In March of 1973 I underwent an unwanted Abortion. I wasn't given a chance or even asked what my feelings were about the child I was carrying. I was just told "you're having an abortion, no and's,if's or but's". My father passed my child's death sentence and my mother went along with it.
Now the strange thing is this, I was the child of a adoption where my birth mom gave me up when I was born as she was an unwed mother,my birth dad skipped out on her when she was pregnant with me in 1954.
I couldn't understand how my parents could make me have an abortion when they themselves adopted a child who was given up at birth.
Ever since I underwent that abortion in my book abortion is tatamount to murder. Abortion is NOT a miscarriage. Abortion is when a licensed doctor performs an operation to end a pregnancy.
Abortions can be done one of two ways. Either they are done with the woman's consult OR they are done without the consult of a women,because she's not old enough to give consult.
*I was eighteen, but I was never consulted by my parents what I wanted to do or not do.* My opinion didn't matter in my parent's books and neither did their only grandchild's life matter to them one bit, it's like they didn't care. They certainly didn't care what they were doing to my life or about my feelings.

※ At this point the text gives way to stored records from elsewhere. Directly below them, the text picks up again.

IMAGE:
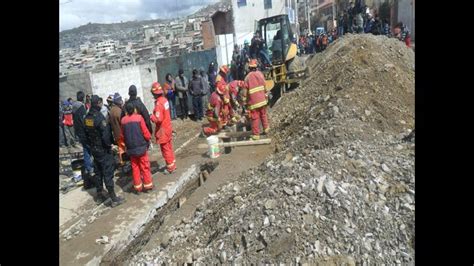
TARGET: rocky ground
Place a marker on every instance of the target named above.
(339, 187)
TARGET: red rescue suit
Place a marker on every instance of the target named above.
(215, 114)
(140, 163)
(256, 101)
(68, 120)
(163, 131)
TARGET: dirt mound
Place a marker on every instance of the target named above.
(361, 85)
(339, 189)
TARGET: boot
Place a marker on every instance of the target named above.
(115, 199)
(100, 197)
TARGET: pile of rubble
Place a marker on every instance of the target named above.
(340, 186)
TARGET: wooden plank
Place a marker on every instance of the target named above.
(238, 143)
(239, 134)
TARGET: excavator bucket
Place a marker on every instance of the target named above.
(269, 84)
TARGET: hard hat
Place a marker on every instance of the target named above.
(253, 63)
(224, 69)
(156, 88)
(221, 88)
(110, 98)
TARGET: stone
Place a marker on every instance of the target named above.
(385, 168)
(330, 188)
(165, 240)
(102, 240)
(238, 199)
(297, 189)
(266, 221)
(196, 254)
(308, 219)
(236, 188)
(270, 204)
(307, 208)
(288, 191)
(321, 183)
(223, 257)
(189, 258)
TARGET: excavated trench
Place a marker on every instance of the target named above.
(121, 256)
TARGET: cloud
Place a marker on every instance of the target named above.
(79, 12)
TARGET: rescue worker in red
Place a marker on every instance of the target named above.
(256, 100)
(163, 130)
(136, 136)
(222, 76)
(232, 93)
(215, 113)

They just thought "oh she'll get over this,she won't remember".
Mother/Father well you were horribly WRONG. I've not forgotten what you've done to me. I can't forget, I cry about your only grandson. Yes, I said "only" I never had children!!
Your grandson Jason Alan Baylen's soul/Death rest solely upon Daddy's shoulders.
Please just don't read this but please leave your own stories.
I am so sorry for what you had to go through. When I was about 21 I was coerced into an abortion by my abusive boyfriend at the time. It was one of the most traumatic things I've gone through. I did get help, though, which was something I'm so thankful for. I went to counseling and finally felt more at peace after about a year. But there is no official "time" for healing. It can take as long as it needs to and never let anyone make you think you have to get over it. It is the grieving process. I hope you are able to find a little peace knowing you are not alone in this. Much love.